Subscribe to Dr. Macro's XML Rants

NOTE TO TOOL OWNERS: In this blog I will occasionally make statements about products that you will take exception to. My intent is to always be factual and accurate. If I have made a statement that you consider to be incorrect or innaccurate, please bring it to my attention and, once I have verified my error, I will post the appropriate correction.

And before you get too exercised, please read the post, date 9 Feb 2006, titled "All Tools Suck".

Sunday, August 11, 2013

Monastic SGML: 20 Years On

In 1993 I was working at IBM with Wayne Wohler, Don Day, Simcha Gralla, and others on IBM ID Doc, the SGML replacement for IBM's GML-based Bookmaster application, which was used for all of IBM's product documentation and much of its internal documentation. Wayne worked for IBM Publishing solutions and had been one of the developers of IBM's SGML processing tool set, having taken Charles Goldfarb's original SGML parser implementation and reworked it into something appropriate for an IBM product (Charles was also an IBM employee during the time he developed the SGML standard and HyTime). Wayne had also been involved in various efforts to develop or adapt visual editors for editing GML and SGML. At the time, Wayne and I were also developing the specifications for a general authoring support system that would manage SGML, allow editing, and so on.

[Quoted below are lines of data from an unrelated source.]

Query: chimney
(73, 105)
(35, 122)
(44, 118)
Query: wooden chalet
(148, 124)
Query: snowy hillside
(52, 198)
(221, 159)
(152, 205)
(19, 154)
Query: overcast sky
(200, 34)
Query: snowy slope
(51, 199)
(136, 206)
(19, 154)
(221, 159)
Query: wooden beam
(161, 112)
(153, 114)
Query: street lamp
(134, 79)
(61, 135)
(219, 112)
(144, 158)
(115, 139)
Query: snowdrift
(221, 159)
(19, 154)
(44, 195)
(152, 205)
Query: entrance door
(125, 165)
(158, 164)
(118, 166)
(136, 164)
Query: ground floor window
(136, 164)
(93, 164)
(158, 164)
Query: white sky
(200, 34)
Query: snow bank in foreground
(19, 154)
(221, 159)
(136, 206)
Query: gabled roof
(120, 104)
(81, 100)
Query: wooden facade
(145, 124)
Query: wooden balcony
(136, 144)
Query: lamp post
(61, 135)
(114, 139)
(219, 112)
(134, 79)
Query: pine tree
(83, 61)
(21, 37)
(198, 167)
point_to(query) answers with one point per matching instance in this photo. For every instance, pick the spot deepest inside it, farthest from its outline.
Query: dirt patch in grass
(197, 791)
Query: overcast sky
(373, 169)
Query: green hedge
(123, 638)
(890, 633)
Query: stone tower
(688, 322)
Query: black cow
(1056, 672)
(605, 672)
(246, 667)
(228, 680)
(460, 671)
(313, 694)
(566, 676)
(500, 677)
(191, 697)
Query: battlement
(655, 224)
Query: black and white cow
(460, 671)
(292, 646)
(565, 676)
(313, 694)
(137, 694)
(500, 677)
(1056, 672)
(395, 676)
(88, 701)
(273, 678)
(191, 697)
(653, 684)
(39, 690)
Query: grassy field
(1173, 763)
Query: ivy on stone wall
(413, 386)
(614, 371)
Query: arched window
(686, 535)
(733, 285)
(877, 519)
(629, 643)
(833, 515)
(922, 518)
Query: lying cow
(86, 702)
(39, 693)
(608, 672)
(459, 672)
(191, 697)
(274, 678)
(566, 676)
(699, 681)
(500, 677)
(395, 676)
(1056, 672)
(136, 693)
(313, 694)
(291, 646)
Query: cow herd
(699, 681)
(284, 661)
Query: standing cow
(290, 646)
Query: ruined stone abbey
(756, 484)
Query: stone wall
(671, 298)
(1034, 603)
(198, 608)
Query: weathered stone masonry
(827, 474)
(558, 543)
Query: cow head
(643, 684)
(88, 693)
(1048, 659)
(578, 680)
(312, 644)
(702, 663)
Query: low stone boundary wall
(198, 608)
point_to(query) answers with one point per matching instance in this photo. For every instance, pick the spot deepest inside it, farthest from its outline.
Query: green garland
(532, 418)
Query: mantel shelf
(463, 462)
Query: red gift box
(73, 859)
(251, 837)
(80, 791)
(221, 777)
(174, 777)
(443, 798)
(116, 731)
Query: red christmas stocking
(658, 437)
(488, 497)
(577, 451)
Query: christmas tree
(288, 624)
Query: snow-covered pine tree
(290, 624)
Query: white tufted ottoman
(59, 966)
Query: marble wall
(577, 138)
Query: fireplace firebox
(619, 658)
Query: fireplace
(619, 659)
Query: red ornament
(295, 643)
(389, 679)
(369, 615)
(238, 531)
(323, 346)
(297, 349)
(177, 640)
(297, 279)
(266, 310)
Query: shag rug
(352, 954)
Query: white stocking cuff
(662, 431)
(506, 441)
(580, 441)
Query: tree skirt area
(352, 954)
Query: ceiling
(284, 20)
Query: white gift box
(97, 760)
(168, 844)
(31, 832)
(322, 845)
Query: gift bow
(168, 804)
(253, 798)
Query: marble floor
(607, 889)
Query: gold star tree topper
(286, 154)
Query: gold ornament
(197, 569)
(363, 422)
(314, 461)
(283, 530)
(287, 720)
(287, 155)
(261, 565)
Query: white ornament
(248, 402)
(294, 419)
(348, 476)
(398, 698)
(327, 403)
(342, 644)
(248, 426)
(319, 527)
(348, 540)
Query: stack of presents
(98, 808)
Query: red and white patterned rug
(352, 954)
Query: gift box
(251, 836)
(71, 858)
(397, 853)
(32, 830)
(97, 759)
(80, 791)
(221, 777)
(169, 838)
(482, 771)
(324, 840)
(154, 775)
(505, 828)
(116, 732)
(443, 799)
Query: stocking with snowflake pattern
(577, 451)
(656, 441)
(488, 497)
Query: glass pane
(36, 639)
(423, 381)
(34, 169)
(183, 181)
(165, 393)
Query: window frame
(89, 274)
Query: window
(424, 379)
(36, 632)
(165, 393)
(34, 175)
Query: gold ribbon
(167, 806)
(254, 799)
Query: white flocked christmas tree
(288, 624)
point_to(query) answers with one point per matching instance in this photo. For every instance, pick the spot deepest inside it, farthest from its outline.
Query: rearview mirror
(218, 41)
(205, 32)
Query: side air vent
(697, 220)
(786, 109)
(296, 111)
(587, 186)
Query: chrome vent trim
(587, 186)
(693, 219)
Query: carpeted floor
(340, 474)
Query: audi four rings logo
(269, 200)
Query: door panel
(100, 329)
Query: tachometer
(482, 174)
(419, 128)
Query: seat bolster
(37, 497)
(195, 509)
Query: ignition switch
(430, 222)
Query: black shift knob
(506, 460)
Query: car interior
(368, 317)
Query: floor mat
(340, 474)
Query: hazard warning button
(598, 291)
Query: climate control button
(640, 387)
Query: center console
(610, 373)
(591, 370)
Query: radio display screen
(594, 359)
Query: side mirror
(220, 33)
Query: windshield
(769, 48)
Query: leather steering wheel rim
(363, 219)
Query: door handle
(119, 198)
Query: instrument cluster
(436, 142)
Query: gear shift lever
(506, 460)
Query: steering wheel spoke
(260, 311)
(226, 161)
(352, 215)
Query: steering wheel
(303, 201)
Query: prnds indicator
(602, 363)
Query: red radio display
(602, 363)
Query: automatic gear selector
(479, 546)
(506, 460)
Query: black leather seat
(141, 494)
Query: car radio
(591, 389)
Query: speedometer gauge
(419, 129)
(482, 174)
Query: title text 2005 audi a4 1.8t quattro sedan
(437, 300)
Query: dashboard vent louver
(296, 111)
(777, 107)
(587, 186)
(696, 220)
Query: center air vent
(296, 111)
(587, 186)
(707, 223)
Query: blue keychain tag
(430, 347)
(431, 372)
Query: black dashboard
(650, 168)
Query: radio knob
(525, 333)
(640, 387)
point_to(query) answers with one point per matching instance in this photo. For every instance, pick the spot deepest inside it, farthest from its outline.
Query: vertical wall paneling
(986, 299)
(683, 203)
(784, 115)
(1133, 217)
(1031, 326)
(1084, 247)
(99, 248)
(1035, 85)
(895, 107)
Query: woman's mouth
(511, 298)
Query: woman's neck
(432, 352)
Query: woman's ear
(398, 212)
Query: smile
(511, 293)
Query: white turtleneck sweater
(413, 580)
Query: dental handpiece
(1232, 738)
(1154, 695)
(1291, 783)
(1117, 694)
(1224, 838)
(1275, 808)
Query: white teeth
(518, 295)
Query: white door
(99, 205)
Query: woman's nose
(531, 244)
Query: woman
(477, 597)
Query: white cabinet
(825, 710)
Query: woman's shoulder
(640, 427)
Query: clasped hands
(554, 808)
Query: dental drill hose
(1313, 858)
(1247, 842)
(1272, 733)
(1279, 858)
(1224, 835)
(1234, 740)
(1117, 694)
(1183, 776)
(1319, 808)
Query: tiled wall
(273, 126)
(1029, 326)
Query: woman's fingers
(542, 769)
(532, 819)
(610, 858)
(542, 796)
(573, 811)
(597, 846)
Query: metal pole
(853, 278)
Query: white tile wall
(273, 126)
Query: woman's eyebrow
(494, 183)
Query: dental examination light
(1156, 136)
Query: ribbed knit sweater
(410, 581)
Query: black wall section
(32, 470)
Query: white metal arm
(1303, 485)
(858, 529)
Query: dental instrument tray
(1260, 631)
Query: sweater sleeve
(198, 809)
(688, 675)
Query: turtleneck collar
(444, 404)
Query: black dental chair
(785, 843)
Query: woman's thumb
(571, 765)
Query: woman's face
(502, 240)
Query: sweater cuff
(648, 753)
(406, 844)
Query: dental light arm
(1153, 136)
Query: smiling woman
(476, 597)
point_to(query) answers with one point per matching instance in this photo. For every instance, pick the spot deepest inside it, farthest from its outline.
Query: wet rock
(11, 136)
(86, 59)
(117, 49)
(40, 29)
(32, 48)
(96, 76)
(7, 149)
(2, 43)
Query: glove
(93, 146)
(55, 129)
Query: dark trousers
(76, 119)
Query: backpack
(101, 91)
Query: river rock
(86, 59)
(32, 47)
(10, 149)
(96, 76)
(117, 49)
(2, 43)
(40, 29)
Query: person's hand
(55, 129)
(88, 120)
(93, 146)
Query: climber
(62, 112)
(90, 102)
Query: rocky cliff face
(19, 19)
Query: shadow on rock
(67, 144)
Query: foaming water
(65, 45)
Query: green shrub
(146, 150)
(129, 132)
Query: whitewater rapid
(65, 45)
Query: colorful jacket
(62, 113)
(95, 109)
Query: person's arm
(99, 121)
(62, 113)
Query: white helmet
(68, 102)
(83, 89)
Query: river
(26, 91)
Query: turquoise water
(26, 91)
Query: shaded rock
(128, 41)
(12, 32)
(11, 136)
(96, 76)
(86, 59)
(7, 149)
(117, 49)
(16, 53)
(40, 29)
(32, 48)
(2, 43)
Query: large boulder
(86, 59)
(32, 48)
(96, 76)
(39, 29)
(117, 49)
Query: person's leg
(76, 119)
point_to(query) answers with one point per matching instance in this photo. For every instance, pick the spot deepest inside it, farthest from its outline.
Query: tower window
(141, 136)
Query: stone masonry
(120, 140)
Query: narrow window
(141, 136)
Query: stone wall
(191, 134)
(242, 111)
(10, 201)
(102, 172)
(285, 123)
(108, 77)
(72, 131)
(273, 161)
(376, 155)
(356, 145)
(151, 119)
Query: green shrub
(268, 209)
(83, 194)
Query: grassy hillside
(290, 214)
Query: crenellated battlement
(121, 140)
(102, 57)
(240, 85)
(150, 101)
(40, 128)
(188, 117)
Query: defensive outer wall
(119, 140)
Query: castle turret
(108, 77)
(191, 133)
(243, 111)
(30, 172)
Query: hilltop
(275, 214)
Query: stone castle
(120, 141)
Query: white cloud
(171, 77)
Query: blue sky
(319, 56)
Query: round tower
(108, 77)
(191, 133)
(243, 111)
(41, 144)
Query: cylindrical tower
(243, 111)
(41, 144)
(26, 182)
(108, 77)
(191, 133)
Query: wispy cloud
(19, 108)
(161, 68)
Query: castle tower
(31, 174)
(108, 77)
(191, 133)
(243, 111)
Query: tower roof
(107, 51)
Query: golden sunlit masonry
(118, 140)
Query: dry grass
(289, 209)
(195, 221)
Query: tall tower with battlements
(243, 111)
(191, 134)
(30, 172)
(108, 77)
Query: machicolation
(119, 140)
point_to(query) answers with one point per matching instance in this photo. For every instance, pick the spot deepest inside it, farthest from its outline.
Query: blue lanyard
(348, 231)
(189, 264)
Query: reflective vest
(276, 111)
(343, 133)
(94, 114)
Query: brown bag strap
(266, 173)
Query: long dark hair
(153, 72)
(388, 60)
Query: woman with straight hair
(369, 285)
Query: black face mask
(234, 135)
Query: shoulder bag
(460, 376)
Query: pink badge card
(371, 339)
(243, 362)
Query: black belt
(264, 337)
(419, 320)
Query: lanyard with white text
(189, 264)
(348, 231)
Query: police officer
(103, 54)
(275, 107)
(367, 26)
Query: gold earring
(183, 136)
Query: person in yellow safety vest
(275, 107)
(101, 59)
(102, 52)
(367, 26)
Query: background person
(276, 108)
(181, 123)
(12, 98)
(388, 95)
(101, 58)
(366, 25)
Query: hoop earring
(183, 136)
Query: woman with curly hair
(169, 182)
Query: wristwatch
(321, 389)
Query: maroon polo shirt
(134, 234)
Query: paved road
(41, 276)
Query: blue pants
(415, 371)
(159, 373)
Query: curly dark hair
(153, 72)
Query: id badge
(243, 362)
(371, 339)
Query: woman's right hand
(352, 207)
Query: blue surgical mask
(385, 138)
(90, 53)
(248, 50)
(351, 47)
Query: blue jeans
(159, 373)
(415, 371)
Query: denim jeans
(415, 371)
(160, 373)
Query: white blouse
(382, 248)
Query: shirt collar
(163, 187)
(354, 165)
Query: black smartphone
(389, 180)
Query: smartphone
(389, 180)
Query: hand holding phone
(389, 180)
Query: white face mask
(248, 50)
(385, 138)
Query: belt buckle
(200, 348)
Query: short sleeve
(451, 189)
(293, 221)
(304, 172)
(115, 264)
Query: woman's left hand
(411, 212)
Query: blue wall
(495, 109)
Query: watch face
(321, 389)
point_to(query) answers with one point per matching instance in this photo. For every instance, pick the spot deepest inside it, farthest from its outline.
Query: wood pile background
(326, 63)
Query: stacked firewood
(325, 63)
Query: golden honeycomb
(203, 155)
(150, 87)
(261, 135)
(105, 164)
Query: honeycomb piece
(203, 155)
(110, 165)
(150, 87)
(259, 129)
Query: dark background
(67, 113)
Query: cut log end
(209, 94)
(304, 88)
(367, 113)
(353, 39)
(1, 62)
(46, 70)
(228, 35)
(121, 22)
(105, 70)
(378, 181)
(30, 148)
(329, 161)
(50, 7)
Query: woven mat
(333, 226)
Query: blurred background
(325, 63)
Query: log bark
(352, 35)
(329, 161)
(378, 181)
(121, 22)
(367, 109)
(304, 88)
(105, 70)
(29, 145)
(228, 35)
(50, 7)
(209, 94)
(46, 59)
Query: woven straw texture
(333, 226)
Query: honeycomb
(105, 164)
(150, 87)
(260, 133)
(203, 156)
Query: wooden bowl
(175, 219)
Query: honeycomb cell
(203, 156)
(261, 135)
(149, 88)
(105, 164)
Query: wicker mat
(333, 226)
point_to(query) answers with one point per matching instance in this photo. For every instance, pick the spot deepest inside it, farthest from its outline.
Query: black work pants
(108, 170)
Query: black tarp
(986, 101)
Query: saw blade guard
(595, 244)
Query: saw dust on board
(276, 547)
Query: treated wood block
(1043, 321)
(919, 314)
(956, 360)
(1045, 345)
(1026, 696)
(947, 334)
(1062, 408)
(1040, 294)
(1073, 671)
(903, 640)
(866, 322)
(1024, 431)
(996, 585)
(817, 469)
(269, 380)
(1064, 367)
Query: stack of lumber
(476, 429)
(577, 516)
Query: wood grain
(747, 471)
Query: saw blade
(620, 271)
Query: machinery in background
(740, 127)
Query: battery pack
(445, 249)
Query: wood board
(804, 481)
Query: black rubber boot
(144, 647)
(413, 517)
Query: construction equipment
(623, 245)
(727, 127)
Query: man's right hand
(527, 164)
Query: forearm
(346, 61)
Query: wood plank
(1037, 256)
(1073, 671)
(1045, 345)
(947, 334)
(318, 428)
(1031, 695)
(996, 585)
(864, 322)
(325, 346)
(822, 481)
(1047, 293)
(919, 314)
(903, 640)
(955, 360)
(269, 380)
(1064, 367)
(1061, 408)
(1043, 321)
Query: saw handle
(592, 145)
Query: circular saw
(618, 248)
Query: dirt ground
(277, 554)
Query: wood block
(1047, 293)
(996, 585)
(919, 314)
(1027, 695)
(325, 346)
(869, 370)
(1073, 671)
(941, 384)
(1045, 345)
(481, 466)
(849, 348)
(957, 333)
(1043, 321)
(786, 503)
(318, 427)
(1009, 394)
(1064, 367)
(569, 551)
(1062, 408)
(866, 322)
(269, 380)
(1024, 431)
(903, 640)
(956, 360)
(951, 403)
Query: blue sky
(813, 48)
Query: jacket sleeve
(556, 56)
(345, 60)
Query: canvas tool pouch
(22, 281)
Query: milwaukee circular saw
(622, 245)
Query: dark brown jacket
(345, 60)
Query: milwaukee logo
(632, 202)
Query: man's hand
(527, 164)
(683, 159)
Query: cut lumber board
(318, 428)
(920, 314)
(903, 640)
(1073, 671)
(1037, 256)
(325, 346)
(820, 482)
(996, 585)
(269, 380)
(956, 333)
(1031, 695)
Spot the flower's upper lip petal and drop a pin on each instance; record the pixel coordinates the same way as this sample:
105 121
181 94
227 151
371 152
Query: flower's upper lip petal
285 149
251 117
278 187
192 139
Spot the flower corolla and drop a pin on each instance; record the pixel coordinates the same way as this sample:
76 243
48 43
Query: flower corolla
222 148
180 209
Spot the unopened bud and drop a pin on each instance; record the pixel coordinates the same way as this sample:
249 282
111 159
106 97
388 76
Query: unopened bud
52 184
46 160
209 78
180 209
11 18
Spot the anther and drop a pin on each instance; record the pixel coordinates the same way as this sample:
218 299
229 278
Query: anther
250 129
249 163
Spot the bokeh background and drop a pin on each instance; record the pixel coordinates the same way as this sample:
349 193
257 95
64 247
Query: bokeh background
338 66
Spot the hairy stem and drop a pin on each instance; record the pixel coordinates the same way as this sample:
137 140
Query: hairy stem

IBM had been doing pretty sophisticated content reuse even back in the 80's using what facilities there were in the IBM Document Composition Facility (DCF), which was the underpinning for the Bookmaster application. So we understood the requirements for modular content, sharing of small document components among publications, and so on.

We were also trying to apply the HyTime standard to IBM ID Doc's linking requirements and I was starting to work with Charles Goldfarb and Steven Newcomb on the 2nd edition of the HyTime standard.

Out of that work we started to realize that SGML, with its focus on syntax and its many features designed to make the syntax easy to type, made SGML difficult to process in the context of things like visual editors and content management systems, because they imposed sequential processing requirements on the content.

We started to realize that for the types of applications we were building, a more abstract, node-based way of viewing SGML was required and that certain SGML features got in the way of that.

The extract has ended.